Perhaps most surprising, as the story winds up, is that it’s not just the Assyrians who repent. God repents! The Assyrians are spared. And Jonah is furious with God: “I KNEW you’d do that, you bleeding-heart liberal!” God is amused and tells Jonah, “You know, since I’m God, I actually care for everybody: even bloodthirsty Assyrians, even speechless animals, and even reluctant, grouchy prophets like you.”
The book of Jonah reminds us that the Bible is not a textbook. It’s a collection of all sorts of literature. And it’s more of a debate than a final pronouncement.
The book, after all, ends with God’s final question, not an answer: “And should I not be concerned about Nineveh …?” God asks Jonah, in other words, “Couldn’t I be more loving than some of you prophets have made me out to be?”
In the Bible you can find plenty of snapshots of a vindictive, mean-spirited God. The book of Jonah says (through a caricature, ironically) that these nasty snapshots are themselves caricatures.
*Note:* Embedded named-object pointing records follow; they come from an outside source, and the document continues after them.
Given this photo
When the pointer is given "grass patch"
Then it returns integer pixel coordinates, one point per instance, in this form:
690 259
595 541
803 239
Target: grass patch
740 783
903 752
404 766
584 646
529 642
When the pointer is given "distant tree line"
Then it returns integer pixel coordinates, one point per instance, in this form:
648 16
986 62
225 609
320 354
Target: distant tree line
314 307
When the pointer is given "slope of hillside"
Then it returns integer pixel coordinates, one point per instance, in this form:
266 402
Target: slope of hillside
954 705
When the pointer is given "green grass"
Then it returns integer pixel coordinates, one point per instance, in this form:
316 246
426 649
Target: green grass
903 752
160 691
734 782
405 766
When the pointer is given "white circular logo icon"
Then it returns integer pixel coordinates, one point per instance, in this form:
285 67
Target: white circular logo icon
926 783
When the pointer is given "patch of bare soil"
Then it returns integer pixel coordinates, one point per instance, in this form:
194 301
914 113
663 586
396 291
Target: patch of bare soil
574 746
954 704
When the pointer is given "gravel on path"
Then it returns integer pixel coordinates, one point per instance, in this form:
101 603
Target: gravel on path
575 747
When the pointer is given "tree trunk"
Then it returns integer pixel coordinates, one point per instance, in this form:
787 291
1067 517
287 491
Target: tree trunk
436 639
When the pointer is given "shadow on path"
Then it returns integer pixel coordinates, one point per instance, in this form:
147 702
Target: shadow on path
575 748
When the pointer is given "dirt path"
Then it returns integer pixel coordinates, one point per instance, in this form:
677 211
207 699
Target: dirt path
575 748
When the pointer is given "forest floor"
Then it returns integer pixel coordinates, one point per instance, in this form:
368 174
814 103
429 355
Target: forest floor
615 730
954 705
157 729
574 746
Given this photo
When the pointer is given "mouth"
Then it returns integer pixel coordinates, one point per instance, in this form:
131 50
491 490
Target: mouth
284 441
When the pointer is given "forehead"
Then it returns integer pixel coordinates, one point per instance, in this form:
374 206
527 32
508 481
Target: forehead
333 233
God may be angered at our cruelty, but God constantly yearns for even the cruelest of us to start walking in love.
Can we do that today? What if tomorrow a bedraggled foreigner showed up just outside the barriers around the Capitol, in few words warning all of us, from leftmost to rightmost, of our imminent self-destruction? What if instead of arresting this crackpot we believed them? What if their few words stopped our predictable bickering and started us cooperating, prompting us to include the most vulnerable in our decision-making? Impossible? Miraculous? So it may seem.
But God yearns for that impossible outcome, always. And God never stops nagging us about it. May the impossible happen!
*I stole and adapted this from Bill Placher—Walter Brueggemann, William C. Placher and Brian K. Blount, Struggling with Scripture (Louisville: Westminster John Knox Press, 2002), p. 34.